Arte sin aura que inauguró antes que nadie las tácticas de la reproducción mecánica. Arte burgués porque sólo el burgués necesita de contratos escritos y pasado por notario para confiar y ser confiable. Ese doble estatus de artista y comerciante de abarrote, de funcionario amarrado a su silla y príncipe que manda a matar a sus personajes de un plumazo, es lo que personalmente me atrajo siempre de la literatura. Como los judíos que hicieron sagrada la Torah, la literatura fue para mí siempre una forma de rebelión contra todos los ídolos, contra la belleza sensorial, sensual, visible, tocable, escuchable que me atraía demasiado para ser confiable. Las bellas artes, sentía, harían estallar mi vanidad, les darían razón a mis vicios, convertirían mi placer, el de escuchar a Wagner o Debussy, el de quedarme pegado mirando un cuadro de Rotko o Velázquez, en una forma de aniquilación moral. Demasiado evidente, demasiado simple, me llamó siempre la atención el desafío de hacer arte, con ese objeto tan sucio, tan triste, las palabras que todos usamos, de las que todos abusamos. Me ha fascinado siempre la extraña alquimia que convierte las ideas en sensaciones, impresiones, las ideologías en sentimientos.

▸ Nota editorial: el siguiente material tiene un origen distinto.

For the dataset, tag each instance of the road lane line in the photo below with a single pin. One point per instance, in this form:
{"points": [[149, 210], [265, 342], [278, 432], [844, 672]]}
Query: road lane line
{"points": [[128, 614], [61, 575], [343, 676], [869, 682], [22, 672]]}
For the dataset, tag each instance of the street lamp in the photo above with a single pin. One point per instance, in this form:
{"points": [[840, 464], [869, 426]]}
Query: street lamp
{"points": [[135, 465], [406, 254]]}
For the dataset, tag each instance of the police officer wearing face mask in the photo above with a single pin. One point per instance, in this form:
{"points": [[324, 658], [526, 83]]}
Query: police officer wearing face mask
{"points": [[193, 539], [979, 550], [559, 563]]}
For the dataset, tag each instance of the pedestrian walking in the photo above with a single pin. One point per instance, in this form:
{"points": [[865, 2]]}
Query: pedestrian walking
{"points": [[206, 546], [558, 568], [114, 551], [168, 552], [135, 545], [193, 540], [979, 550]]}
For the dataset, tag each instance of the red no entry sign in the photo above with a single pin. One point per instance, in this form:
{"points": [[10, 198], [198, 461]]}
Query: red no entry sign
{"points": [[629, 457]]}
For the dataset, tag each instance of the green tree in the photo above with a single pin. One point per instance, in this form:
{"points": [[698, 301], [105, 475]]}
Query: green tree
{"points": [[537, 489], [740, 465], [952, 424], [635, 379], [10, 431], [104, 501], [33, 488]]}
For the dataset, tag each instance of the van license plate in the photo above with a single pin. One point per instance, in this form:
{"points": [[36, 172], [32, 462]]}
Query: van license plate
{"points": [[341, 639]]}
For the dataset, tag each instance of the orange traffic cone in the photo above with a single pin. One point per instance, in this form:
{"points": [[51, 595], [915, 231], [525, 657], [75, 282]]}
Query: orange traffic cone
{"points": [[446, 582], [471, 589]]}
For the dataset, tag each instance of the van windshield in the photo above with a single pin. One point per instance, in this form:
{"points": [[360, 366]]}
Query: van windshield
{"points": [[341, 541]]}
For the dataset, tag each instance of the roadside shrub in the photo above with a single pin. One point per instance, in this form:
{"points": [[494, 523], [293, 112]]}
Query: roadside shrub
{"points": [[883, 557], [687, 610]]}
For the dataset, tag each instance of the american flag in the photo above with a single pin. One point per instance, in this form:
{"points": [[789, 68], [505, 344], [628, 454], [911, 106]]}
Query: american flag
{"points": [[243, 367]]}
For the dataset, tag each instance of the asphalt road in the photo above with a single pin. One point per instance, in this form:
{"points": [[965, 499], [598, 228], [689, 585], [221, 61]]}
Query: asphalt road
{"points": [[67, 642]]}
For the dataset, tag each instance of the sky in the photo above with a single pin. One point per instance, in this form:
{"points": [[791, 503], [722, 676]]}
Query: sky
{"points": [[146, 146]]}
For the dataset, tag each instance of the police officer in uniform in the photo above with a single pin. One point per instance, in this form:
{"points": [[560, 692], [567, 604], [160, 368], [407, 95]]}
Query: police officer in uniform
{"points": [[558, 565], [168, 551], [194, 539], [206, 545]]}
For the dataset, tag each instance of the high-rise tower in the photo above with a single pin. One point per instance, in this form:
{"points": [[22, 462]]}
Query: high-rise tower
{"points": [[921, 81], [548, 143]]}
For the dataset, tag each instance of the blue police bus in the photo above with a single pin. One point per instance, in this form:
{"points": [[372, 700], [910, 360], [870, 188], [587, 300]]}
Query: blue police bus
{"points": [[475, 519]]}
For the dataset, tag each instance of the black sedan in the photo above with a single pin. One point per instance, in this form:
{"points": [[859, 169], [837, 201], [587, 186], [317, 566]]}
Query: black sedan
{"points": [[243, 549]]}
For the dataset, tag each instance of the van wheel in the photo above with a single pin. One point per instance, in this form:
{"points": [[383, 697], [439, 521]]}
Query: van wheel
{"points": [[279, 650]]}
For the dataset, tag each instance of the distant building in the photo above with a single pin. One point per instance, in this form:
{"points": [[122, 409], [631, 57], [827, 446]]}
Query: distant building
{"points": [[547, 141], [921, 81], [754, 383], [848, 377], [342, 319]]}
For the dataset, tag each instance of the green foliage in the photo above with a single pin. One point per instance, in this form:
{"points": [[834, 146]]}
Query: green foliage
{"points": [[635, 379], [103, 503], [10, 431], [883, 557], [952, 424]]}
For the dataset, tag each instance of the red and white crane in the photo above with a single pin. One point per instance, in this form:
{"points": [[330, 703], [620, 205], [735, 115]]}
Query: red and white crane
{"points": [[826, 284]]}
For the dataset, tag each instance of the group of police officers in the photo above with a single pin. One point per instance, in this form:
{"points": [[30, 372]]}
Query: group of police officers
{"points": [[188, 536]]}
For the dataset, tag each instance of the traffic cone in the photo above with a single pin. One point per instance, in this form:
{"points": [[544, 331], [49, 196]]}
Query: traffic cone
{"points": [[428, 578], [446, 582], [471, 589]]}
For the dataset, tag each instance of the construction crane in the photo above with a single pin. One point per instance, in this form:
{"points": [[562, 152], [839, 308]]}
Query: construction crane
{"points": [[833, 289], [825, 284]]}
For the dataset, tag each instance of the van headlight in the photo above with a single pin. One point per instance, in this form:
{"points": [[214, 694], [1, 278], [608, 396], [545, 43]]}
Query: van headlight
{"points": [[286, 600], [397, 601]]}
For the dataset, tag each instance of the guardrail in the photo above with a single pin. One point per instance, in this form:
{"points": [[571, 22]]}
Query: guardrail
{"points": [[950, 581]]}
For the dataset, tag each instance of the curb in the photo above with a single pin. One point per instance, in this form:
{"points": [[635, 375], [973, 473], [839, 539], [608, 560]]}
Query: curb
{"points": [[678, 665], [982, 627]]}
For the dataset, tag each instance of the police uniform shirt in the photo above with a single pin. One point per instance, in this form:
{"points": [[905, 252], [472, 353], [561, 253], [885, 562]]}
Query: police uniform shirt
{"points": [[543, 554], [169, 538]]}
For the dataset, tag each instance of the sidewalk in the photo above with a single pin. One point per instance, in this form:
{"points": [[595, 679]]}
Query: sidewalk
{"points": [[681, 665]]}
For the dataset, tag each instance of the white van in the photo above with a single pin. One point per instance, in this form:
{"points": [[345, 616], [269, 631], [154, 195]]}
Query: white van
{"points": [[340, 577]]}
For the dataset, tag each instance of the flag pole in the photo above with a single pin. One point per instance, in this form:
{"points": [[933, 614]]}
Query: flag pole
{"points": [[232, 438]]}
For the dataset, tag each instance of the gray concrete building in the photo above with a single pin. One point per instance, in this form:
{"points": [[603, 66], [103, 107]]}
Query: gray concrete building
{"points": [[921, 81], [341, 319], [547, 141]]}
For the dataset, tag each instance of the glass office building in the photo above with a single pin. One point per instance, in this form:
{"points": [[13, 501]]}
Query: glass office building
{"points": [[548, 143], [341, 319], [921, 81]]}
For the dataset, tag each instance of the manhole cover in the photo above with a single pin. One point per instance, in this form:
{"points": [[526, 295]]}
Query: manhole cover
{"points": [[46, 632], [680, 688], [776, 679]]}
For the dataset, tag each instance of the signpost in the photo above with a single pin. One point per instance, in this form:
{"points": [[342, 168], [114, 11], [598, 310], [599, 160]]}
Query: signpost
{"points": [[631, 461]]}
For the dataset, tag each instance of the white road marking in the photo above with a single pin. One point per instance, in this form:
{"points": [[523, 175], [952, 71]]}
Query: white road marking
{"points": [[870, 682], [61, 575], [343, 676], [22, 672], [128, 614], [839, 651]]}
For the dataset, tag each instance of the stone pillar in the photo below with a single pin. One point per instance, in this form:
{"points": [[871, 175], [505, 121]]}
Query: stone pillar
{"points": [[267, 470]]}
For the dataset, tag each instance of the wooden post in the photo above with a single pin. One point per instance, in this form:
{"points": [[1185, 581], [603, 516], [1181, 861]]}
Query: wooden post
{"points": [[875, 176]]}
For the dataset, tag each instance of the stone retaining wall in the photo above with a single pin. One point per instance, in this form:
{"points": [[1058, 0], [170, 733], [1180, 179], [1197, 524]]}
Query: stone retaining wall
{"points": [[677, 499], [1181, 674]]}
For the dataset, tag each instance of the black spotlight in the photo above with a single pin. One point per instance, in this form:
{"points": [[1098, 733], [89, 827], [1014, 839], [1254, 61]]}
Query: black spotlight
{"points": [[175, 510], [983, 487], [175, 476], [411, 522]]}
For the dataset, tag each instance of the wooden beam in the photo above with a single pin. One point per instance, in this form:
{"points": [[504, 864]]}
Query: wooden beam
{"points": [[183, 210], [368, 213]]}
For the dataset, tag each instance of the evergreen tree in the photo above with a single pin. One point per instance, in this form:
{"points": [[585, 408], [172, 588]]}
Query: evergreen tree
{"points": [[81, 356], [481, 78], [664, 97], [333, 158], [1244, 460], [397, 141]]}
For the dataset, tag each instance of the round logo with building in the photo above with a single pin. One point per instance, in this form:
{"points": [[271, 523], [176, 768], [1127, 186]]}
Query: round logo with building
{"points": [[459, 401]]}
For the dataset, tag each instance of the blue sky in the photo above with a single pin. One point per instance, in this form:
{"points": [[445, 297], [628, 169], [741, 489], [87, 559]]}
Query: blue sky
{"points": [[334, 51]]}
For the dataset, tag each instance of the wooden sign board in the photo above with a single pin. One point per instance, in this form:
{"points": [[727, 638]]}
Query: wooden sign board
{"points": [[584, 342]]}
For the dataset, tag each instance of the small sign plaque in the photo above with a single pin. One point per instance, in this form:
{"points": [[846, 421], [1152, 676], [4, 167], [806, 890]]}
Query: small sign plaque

Es eso lo que hace a la literatura distinta y peligrosa. Los libros cerrados no son nada, una vez leídos vuelven a ser nada. Los libros no son esa cosa llena de letras y papel, sino esas letras alojando ese infinito kindle, ese satánico iPad que es nuestra memoria. Somos nosotros, nuestra mente la guitarra y el pincel, nosotros. La literatura, la más humana de las artes, no existe fuera del lector. Proust para quien no sabe leer no es más que una materia inflamable, mientras la Venus de Milo sigue siendo una mujer desnuda.
No he leído aún entero ningún libro electrónico. Veo en ciertos aeropuertos, en cierto café hacerlo principalmente a gente con corbata y bonitos impermeables. Sospecho que sin la corbata ni el impermeable seré uno de ellos luego. Como internet y el iPhone, la tecnología cambiará mi vida, pero seguirá siendo para bien o para mal mi vida. Pasa lo mismo quizás con la literatura. No puede evitar ser ella misma; es decir, tender hacia la abstracción y el contagio. Justificación de todos los traidores, hogar de todas sus confesiones, el libro estaba llamado a traicionar al libro mismo.